赵三义与陈阿宝带路,来到了村子中间一处农户院子里,请胡麻与二锅头在石桌石凳前坐了,旁边便有人蹦蹦跳跳的端上了茶来,胡麻转头看了一眼,心里倒微微有些惊讶。这上茶的丫鬟,脚步虚浮,表情僵硬,行动之间有纸张磨擦之声,竟是一个纸人。
但她端上来的茶水,自己尝了一口,却又是烫的,实实在在是活人世界的东西。
阴府之间,有了这么处活人村落,便已是惊奇,又使唤纸人,端茶倒水,更是在平平无奇里透出了一股子离奇怪诞之感。
对于初次进入阴府的他来说,实在是有些大开了眼界了。
倒是二锅头,心怀警惕,见怪不怪,更不言语,茶水也不喝,无形中自有一股子神秘而傲慢的气质。
“那个……”
赵三义请用了茶水,才抬起头来,先向了二锅头抱拳行礼,刚要说话,旁边的陈阿宝却忽然捣了他一肘子。
他便也明白了过来向胡麻道:“请堂官大人过来的原因,无须赘言。”
“胡家世兄既然……派了堂官大人来见我们两个,可见他对这件事,也是挺重视的。”
“……”
“那是自然。”
胡麻点了下头,道:“照妖镜不照妖镜的,咱镇祟府倒是不放在眼里。”
“但咱家少爷也说了,清洗那些邪祟,是镇祟府的差事,孟家与张家悄没声的打造这等玩意儿,便是狗拿耗子,多管闲事。”
“咱镇祟府的人,怎么也要过问一下才行。”
“……”
赵三义看了陈阿宝一眼,心里已是松快了几分。
这年轻的堂官老爷,上次与自己二人见面时,口气还没这么横,如今却分明有了底气,说话也硬气了。
“如此甚好,甚好。”
大公鸡赵三义更是满面笑容,连连点头,道:“这话说的是。”
“那些地狱里爬出来的恶鬼,自是难缠,但胡家却有治了他们的本事,哪需要这孟、张二家多事?”

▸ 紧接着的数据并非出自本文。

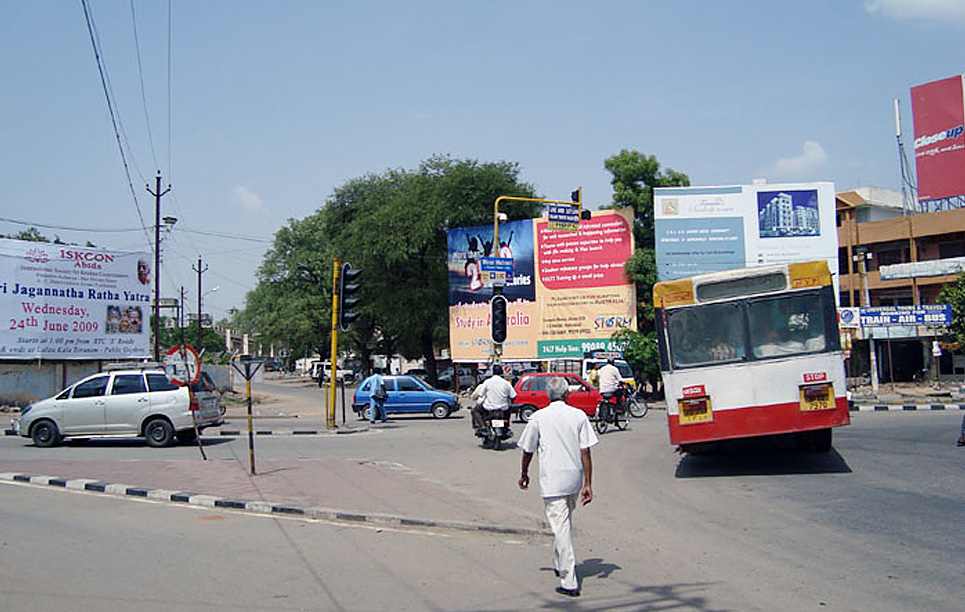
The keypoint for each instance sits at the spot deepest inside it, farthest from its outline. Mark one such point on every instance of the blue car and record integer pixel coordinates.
(406, 395)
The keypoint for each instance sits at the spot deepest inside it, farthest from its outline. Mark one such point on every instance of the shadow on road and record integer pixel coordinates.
(759, 458)
(136, 442)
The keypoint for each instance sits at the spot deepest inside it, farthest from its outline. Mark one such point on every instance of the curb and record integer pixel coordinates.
(904, 407)
(264, 508)
(262, 432)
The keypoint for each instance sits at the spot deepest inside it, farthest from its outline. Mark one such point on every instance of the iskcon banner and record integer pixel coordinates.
(66, 302)
(567, 291)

“我们二人也是因为气不过,这才特意来给胡家世兄提个醒的,若有所需,我们……”
“……”
旁边坐着的二锅头,进了村子,便谨言少语,如今听着,却是心间晒笑,眼神淡淡的向了胡麻一瞥。
他自是听出了赵家这少爷说话不实在,怕胡麻年轻,被人蒙蔽,吃了亏。
胡麻连忙向二锅头点了下头,示意自己明白,望着那赵家少爷,不紧不慢的道:“两位只是因为气不过么?”
“地狱恶鬼,爬回人间祸乱天下,胡家在这些邪祟闹得最欢的时候,便已经出了大力,拿了镇祟府,也是大家都服气的。”

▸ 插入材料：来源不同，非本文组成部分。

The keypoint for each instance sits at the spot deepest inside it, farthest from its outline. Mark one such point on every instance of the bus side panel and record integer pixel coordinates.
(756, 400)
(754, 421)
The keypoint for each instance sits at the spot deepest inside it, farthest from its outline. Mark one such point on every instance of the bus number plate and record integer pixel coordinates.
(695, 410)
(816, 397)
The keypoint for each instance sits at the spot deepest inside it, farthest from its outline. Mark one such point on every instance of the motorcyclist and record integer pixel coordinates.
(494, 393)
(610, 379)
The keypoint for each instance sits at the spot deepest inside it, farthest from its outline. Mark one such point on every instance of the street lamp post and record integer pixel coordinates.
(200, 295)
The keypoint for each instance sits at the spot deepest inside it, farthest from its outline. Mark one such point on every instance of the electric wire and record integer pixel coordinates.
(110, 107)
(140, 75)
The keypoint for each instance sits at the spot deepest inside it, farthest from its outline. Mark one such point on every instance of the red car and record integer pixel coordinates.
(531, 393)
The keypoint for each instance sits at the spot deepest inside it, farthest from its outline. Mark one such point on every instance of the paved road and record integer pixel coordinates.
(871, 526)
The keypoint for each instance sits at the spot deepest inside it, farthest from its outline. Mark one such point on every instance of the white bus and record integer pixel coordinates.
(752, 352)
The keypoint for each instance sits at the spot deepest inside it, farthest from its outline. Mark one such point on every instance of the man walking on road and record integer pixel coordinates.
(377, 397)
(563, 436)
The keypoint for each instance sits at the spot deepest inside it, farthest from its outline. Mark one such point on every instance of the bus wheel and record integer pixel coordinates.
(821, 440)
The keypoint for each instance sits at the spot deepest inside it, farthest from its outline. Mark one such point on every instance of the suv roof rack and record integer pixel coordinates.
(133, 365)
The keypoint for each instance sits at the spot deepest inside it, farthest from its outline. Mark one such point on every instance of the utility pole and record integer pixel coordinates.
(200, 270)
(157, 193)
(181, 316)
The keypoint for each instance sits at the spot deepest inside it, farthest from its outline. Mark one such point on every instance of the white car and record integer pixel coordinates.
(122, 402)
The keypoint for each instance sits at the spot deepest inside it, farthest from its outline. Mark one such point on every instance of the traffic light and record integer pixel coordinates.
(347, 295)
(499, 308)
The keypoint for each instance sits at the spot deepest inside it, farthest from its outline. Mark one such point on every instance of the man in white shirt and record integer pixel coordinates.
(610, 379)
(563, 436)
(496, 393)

“难不成这二十年过去了,旁人倒不记咱们胡家的人情,只当是我们这一家的事了?”
“那你们好心过来提醒,我可真谢谢你们。”
“……”
听着这话有些冷淡,也将刚刚二锅头递给胡麻的那个眼神看在了眼里,赵三义脸上,却顿时有点尴尬。
“那自是不会不领情的,这里没有外人,也不担心被人听见,倒不防直说了。”
他脸上堆着诚恳的笑容,道:“十姓里的人皆明白,除掉那些藏匿人间的邪祟,乃是最要紧的事,不除掉他们,这新皇帝怕也挑不出来,咱们等了二十年的事情,也推不下去,所以之前孟家虽然心急了些,但为了请得胡家门里人回来,大家也都……”
‘十姓在等着什么事情?’
胡麻敏锐的察觉到了关键,忽然向他看了过来,道:“也都坐视通阴孟家不顾规矩,如此胡来?”
“这……”
被他这一句话怼了回来,赵三义却顿时有些难受,想着该怎么说。
“坦白说了吧!”
却在这时,旁边坐着吸溜溜喝着茶水的陈阿宝忽然道:“老实讲吧,之前大家不拦着孟家,也是因为胡家这一躲便是二十年,谁心里都没底,不是没有想过胡家门里没人了,真的等不到了,再加上孟家那么积极,大家也只能将盼头放在他们家身上。”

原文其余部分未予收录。